Post-project work reflections

There are few reasons why I have chosen data visualizations as a theme to explore during my project work for the #UMEDH course. Firstly, I assumed that it can be a very rewarding tool, particularly for the improvement of the visual aspects of the study. Secondly, I took it for granted that the historical data I am using will automatically convert into colorful graphs. This fitted well with the lack of programming experience, which seemed to characterize the other tools and methods. Finally, it had always struck me how comprehensible the figures can be comparing to dozens of layers of analytical text. Having said that, the #UMEDH course helped me to verify some of these thoughts, if not to understand how wrong I was. The processes of selecting the tool, converting the data, and working out the results test scholar’s patience. Still, however, I would argue that there is much more fun involved in trying these tools, although the results are not always what we were hoping for.

Lukasz

Intellectual property management

Dear all. I’m sorry that I don’t have the possibility to come to Umeå this time around, but I’ll see you all on the Skype-link.

I hope I’ll be able to present the work I’ve done so far with my course project. For my PhD I don’t have data that are easily quantifiable, and I thus can’t make these fancy-pancy and beautiful visualizations many of you have come up with. I can’t either make these smart text mining things, since most of it is music. In addition: my material is under quite heavy copyright restrictions, so I can’t make an online exhibit of it either without getting into trouble. I decided to instead make a project on intellectual property and rights management in the digital age. So far I’ve been going through a lot of laws and regulations and I’ve contacted several management societies about interpretation of the laws. Mostly I’ve been concerned with Norwegian regulations.
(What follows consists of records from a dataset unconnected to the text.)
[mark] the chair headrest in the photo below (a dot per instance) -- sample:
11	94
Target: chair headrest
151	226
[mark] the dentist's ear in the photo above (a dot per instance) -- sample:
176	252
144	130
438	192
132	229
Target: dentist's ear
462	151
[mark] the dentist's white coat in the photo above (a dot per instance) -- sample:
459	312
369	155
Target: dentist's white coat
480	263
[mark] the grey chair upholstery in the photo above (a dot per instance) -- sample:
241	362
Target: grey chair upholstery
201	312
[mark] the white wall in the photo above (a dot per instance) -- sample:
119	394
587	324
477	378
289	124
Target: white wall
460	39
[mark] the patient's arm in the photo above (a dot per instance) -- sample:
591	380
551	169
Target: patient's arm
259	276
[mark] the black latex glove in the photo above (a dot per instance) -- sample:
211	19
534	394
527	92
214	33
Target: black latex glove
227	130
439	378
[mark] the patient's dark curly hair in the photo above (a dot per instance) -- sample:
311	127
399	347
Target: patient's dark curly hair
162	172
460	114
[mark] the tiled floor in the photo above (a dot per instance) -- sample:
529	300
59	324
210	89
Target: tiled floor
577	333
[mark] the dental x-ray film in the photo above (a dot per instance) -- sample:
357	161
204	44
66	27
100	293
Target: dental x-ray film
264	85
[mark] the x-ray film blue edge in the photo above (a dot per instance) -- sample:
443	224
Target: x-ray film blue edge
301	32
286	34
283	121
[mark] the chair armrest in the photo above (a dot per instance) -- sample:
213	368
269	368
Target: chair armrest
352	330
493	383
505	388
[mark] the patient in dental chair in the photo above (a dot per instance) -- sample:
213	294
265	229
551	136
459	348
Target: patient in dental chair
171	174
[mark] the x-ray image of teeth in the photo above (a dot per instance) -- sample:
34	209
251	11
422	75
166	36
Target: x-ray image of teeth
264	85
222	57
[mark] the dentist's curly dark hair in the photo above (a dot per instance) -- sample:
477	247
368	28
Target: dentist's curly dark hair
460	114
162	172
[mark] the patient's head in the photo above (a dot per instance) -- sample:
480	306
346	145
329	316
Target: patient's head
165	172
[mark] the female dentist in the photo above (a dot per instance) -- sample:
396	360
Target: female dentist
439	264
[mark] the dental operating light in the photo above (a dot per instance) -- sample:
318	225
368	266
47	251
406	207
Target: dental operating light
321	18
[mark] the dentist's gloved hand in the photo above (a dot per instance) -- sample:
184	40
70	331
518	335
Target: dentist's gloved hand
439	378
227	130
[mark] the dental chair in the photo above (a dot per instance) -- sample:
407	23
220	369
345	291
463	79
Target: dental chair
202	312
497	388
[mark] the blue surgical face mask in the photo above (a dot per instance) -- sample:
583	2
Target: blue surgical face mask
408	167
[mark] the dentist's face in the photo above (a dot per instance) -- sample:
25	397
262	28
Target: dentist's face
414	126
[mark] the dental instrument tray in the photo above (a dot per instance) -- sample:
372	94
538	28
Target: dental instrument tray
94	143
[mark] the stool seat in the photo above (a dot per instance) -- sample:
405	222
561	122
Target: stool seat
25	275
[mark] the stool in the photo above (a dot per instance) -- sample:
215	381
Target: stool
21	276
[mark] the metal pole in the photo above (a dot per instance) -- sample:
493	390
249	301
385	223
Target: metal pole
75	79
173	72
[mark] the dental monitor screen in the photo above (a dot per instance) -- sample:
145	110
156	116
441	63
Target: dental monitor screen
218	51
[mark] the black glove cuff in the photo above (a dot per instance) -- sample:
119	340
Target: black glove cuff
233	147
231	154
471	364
Digital historians often write what can be called compound texts, that is texts combining different modes of communication:  words, images (pictures and figures), sound and film. For all of these modes there exist different regulations, and when working with 20th century material, copyright thus often becomes an issue. The following table sums up some of the regulations.

Type of work Protection time in Norway Management in Norway
Text 70 years after death of author Regulated by publisher or Kopinor
Images – “photographic works” 70 years after death of photographer Regulated by photographer or photo agency
Images – “photographic pictures” 15 years after death of photographer, or at least 50 years after the work was published. 25 years after the picture was taken if this happened before the law change in 1995.
Music composition, lyrics 70 years after death of composer/lyricist Regulated by TONO
Sound recording, performance rights 50 years after recording issued for the first time Regulated by GRAMO
Mechanical rights to sound recording 50 years after recording issued for the first time Regulated by NCB
Film 70 years after death of longest living member of the central production team (director, producer, writers etc.) Regulated by Nowaco

I will present this more in detail for the meeting next week, give examples and discuss some problem cases. Are any of you working with recent material in your UMEDH-projects where copyright is an issue?

 

Data visualizations – to be continued…

Hi!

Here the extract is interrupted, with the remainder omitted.